A statistical study by a computer scientist at the University of Virginia’s Predictive Technology Lab shows that it becomes easier to predict the locations of future crimes once data from Twitter is added to existing historic crime pattern data.
What’s more, because people who use their phones with GPS tracking switched on send tweets whose precise location can be identified, the statistical improvement in crime prediction can be narrowed down to the city block. The study was done by Matthew Gerber, who told The Atlantic:
“I was surprised,” says Gerber. “In the thousands of tweets that I’ve read, you don’t see people saying things like, ‘I’m going to rob somebody tonight.'”
In his study, Gerber asked, “can we use the tweets posted by residents in a major U.S. city to predict local criminal activity? This is an important question because tweets are public information and they are easy to obtain via the official Twitter service.”

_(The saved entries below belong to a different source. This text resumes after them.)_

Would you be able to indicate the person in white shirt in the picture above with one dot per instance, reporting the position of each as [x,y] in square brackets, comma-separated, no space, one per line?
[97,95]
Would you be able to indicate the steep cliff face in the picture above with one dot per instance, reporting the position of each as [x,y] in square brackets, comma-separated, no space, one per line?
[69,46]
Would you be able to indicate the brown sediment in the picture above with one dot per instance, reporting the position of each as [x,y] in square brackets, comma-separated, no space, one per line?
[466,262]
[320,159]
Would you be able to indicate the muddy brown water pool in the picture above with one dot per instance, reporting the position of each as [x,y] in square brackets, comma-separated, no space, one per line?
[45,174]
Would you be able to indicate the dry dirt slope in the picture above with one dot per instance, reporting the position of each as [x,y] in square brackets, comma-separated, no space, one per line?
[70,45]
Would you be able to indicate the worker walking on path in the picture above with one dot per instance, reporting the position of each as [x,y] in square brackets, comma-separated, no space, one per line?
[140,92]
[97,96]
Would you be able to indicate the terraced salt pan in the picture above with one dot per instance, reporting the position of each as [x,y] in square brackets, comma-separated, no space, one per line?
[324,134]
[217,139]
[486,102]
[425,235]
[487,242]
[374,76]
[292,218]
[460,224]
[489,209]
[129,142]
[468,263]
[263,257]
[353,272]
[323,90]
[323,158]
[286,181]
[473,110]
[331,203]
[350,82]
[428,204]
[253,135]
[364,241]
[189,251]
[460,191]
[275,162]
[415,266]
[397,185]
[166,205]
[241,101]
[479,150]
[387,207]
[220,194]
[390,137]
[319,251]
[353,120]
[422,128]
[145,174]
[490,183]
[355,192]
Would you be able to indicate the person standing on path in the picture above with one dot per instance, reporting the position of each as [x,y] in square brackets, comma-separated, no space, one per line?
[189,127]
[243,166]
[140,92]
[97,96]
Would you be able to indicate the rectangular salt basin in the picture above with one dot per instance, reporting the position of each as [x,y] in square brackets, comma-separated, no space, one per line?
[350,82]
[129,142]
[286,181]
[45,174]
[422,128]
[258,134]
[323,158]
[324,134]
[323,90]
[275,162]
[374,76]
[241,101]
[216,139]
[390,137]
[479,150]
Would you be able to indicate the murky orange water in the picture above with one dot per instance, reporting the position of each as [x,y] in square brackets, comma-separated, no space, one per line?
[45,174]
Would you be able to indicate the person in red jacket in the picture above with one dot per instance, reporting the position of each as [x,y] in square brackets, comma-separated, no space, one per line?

It turns out you can, at least for some types of crime. (Gerber noticed an improvement in predictive power for 19 of 25 types of crimes.) Gerber looked at crimes reported in Chicago between January and March 2013, and then overlaid onto that GPS-tracked tweets from the same time period. His statistical method then looked for significant correlations between certain words in tweets and crimes that were reported. He produced this map showing how geo-located tweets enhance the predictive power of crime stats:
For example, certain words in local messages on Twitter enhanced the predictive power of crime records for these two types of crimes:
- Criminal damage: center, united, blackhawks, bulls
- Theft: aquarium, shedd, adler, planetarium
In the first example, tweets from around the basketball arena using those words were associated with criminal damage cases. In the second, thefts are associate with words suggesting tourist attractions. It’s not hard to imagine why that might be. Some crimes, however, produced odd correlations:
- Prostitution: lounge, studios, continental, village, ukrainian
Those words have enhanced predictive power under Gerber’s model. But presumably only the people tweeting them understand why they might be related to hookers.